St. Clement Hofbauer
A Model Evangelist, a Life of Struggle
These encouraging words from a man with a complicated story can inspire and guide us if we let them. Saint Clement Hofbauer spoke them more than 200 years ago, and the truth in them is as fresh today as they were then.
How the man born Jan Dvořák became the wise St. Clement Hofbauer is one piece of his complex life’s tale. He was born in 1751 in the small town of Tasovice in what was then Moravia and is today the Czech Republic, about 125 miles from Prague. His father, Pavel Dvořák, a butcher, changed the Slavic form of the family name to its German equivalent, Hofbauer. Both names have the same meaning: “farmer.” However, in Jan’s homeland, German and the local Slav dialect were used interchangeably. Switching from one language to another was common.
Jan was the ninth of twelve children. His father died when he was six, and although from his childhood Jan felt the desire to become a priest, his family’s poverty meant he had to join the workforce early on and didn’t have the liberty to entertain further education. After finishing an apprenticeship as a baker, he was employed by the Premonstratensian canons of Brück. He remained there until he turned twenty-four years old, at which time he tried to become a hermit. But his days of being far removed from society did not last long, as the government soon abolished all hermitages in the Habsburg Empire.
Jan also had a passion for long-distance pilgrimages. Four times in his life, he walked the 600-plus miles (each way) to Rome and back. On the third occasion, he tried the hermit’s life again near Tivoli, about thirty miles from Rome. At this time, he changed his name to Clement Mary in honor of a previous pope. He remained in Tivoli for about six months before he realized his desire to become a priest had not diminished.
He returned home to begin studies at the University of Vienna. When he had finished a philosophy course, disappointment struck again, for the emperor forbade religious orders to accept new candidates. As a result, Clement was once again on the move. Accompanied by friend Thaddäus Hübl, with whom he shared many of the same ambitions, he returned to Rome. There, the two men entered a small church run by a little-known religious community called the Redemptorists (the Congregation of the Most Holy Redeemer). The order had been founded in the South of Italy some fifty years before. They applied to join, were accepted, and professed vows in 1785. Clement was now finally on the path to realize his dreams. He and Hübl immediately began studying for the priesthood.
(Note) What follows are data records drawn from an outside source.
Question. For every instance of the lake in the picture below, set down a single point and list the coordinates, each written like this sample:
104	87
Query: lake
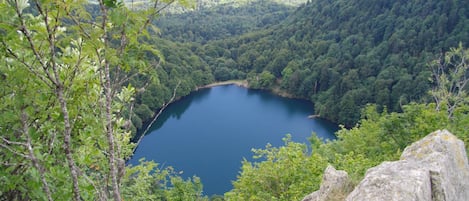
209	132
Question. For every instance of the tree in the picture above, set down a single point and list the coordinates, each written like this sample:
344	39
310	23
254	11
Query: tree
450	77
64	69
285	173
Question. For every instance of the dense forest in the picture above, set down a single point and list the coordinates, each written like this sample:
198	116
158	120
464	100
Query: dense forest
344	54
79	80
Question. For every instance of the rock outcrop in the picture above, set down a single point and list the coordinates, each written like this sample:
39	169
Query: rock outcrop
435	168
335	185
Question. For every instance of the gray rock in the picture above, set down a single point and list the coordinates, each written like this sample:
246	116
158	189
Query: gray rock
434	168
335	185
444	156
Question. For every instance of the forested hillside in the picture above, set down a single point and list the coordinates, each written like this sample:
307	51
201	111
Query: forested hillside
221	22
345	54
77	81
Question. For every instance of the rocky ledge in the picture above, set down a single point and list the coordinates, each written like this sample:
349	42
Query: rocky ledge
435	168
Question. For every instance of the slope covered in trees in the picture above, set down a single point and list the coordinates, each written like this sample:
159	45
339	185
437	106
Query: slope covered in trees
344	54
221	22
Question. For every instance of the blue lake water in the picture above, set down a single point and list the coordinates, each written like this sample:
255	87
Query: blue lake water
209	132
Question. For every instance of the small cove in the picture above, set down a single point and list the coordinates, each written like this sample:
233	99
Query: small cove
209	132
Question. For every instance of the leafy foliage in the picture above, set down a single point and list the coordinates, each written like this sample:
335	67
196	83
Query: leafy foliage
343	54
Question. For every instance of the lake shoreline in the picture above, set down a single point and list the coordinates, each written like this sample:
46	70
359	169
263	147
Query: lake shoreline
239	83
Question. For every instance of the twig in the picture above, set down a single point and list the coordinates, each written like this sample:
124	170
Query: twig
157	115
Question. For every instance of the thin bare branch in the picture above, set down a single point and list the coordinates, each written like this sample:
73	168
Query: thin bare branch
157	115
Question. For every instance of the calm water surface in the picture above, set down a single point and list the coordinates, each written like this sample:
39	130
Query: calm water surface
209	132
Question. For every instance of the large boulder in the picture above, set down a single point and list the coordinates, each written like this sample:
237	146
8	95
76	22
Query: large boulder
335	185
434	168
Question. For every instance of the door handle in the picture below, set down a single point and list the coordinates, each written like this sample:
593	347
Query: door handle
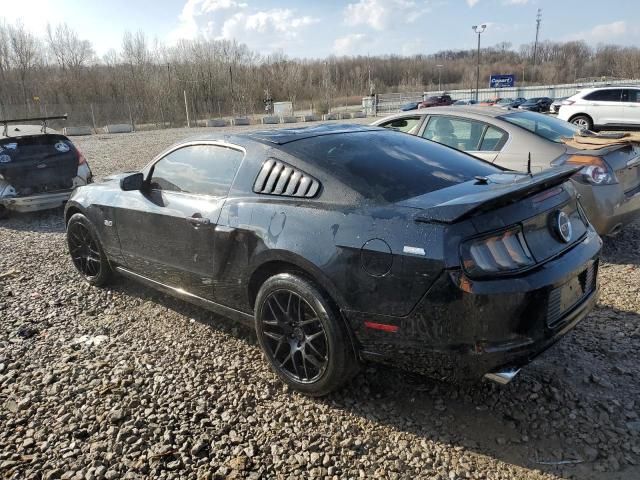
196	221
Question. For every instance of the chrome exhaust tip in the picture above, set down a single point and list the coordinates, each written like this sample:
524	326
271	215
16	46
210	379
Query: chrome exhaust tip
502	376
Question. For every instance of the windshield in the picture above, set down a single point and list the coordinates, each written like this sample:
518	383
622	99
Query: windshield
542	125
389	166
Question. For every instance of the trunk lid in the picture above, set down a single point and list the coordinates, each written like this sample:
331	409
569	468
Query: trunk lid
38	163
537	205
450	205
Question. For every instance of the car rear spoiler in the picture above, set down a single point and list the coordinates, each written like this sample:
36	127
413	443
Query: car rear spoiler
5	123
495	195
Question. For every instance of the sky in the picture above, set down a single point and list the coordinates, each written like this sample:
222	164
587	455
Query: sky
314	29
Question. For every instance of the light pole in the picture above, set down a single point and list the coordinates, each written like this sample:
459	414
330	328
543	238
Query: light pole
478	30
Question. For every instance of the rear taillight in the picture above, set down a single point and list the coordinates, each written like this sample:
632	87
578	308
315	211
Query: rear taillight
81	159
594	170
504	252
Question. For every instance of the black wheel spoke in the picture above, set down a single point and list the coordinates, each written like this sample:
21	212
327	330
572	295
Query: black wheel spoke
294	336
312	337
84	250
274	336
315	350
309	321
314	361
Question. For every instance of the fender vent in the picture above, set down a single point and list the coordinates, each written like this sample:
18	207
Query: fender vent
279	178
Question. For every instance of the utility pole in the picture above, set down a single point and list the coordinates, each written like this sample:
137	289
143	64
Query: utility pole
186	109
478	30
535	45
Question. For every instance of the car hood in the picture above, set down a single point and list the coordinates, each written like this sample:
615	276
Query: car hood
452	204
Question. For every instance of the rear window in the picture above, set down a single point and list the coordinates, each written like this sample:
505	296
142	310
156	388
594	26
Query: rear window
16	149
388	166
544	126
608	95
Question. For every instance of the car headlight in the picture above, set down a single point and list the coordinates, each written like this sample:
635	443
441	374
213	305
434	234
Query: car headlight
503	252
594	171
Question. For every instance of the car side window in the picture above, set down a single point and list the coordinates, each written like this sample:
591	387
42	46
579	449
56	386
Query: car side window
631	95
610	95
197	169
405	124
455	132
493	139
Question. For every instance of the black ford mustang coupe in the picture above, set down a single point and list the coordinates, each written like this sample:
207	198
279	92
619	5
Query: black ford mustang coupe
348	243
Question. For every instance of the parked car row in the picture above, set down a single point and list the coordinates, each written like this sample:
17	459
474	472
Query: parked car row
603	107
609	178
455	251
590	108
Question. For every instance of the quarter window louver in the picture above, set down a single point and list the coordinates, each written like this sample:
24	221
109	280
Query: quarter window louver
279	178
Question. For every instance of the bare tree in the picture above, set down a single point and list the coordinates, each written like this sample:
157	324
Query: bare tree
24	51
69	50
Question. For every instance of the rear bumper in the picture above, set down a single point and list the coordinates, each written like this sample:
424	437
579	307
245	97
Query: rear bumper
608	206
34	203
465	329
Within a few months of ordination, they were instructed to plant the new order north of the Alps. In February 1787, they reached Warsaw and were given charge to work with the congregation of St. Benno’s Church—another mix of languages: German in the church and Polish outside. By 1800, the community had grown to twenty-one priests, seven brothers, five novices, and four students for the priesthood. In addition to intensive work in the church from early morning until late at night, they ran an orphanage, a school for boys. A group of women ran a school for girls.
The Napoleonic Wars (1803–1815)brought new difficulties for Clement and his brethren. The faithful Hübl died in 1806, and in June 1808, St. Benno’s was closed and the forty Redemptorists imprisoned. After an imprisonment of four weeks, they were ordered to return to their homelands. Clement gave Fr. Joseph Passerat charge of the young men, and for the next twelve years, a homeless band of Redemptorists wandered through Bavaria and Switzerland looking for a permanent home.
Clement, however, took a companion and went to Vienna, where he became a chaplain to a community of nuns. At the community, he gained a reputation for being a powerful preacher and compassionate confessor. Clement was what today we might consider “progressive.” He became known for his support of including women in the work of the apostolate and was a favorite with young intellectuals and artists. They came to his small apartment to talk, share a meal, or get advice. Several of them later became Redemptorists.
All the time, Clement was struggling to gain recognition for his Congregation. He was threatened several times with expulsion, but Providence took a hand. In the course of a visit to Rome, Emperor Francis II was informed by Pope Pius VII how much the work of Fr. Hofbauer was appreciated. The emperor agreed to give him a church in Vienna and signed the decree of approval.
Sadly, the decree, released in 1820 when Clement was sixty-eight, was unfortunately too late for him, and it was placed on his coffin. The Redemptorists were given charge of one of the oldest churches in the city, Maria am Gestade. Clement’s remains were transferred there in 1862. He was canonized in 1909, and three years later, was acclaimed as patron of Vienna. His feast is celebrated on March 15.